Consumer confidence in the UK’s general economic situation has improved in January, up three points on this time last year to -26, new figures released today reveal.
According to the GfK/NOP Consumer Confidence Index, consumer appetite for making major purchases also grew over January, as the index showed a four point improvement to -22, its second highest level in over two years.
Such positive results are in line with the CBI’s findings earlier this month that UK retail sales beat expectations, noted analyst firm Capital Economics though it warned that last week’s disappointing GDP numbers left sentiment fragile.
Capital Economics’ UK Economist Martin Beck said: “Talk of a “triple-dip” recession following last week’s disappointing GDP numbers means sentiment could start to approach the lows seen in recent years.

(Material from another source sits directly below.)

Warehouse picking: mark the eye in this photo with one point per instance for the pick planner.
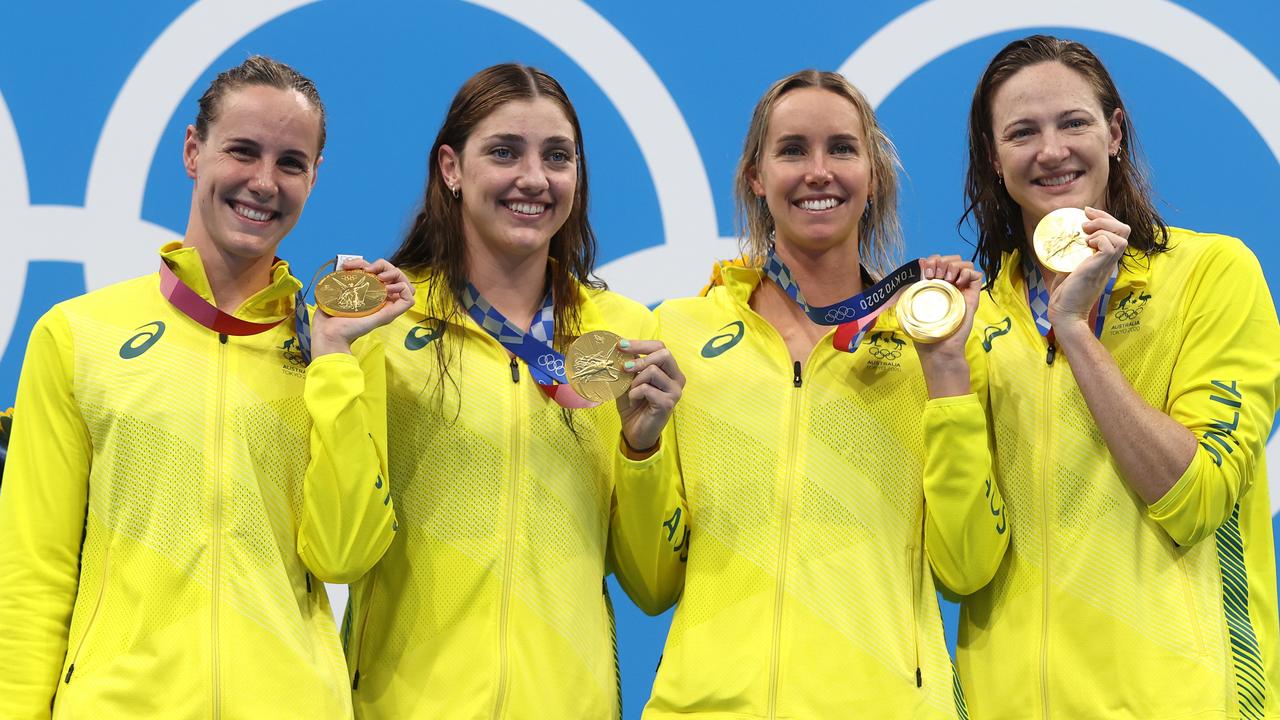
(293, 165)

“Just as confidence appeared to react positively to news in October last year that the economy had grown in the third quarter, it may fall back following Q4’s bad news.
“And, given the poor starting point, if fears of a “triple-dip” materialise, it would not be surprising if confidence approached the depths reached in the 2008/09 recession.”

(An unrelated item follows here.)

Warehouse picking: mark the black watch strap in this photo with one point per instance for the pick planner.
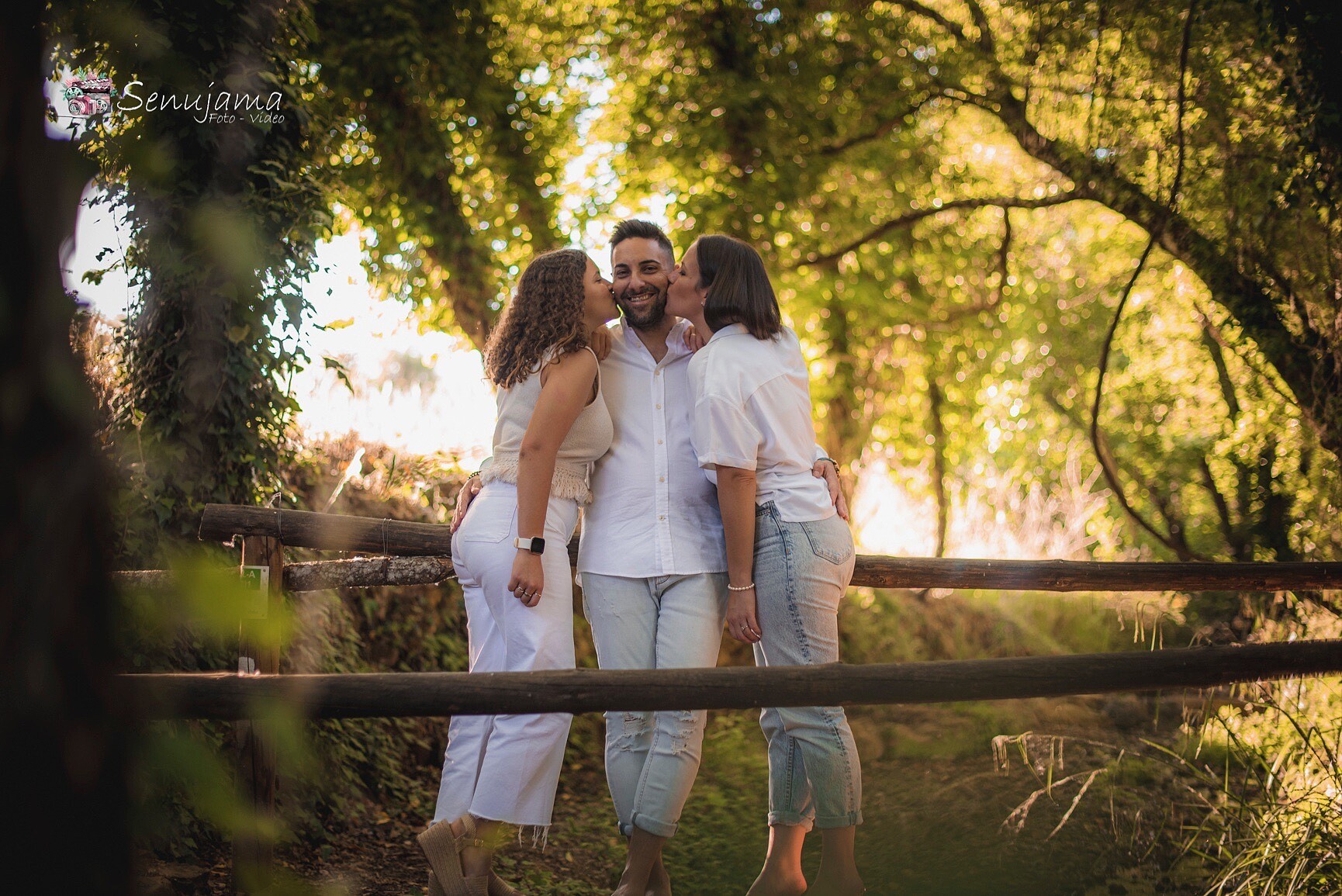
(534, 545)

GfK/NOP’s index also revealed that consumer confidence in personal finances has taken a hit post-Christmas with the index measuring changes in personal finances during the last 12 months decreasing two points on the same period last year.
The forecast for the coming 12 months has remained the same this month at -7, two points higher than this time last year though Nick Moon, Managing Director of Social Research at GfK, said that despite “a definite note of optimism”, the figures may be cause for concern.
Moon commented: “It’s worth noting that people’s views of their own financial situation aren’t as optimistic… and this suggests it is too soon to say if more positive views on the general economy mark the start of sustained rise in the Index.
“Indeed, the continuing gloom from the high street and the talk of triple-dip recession makes that seem somewhat unlikely, but a rise in two months out of the last three is an encouraging sign.”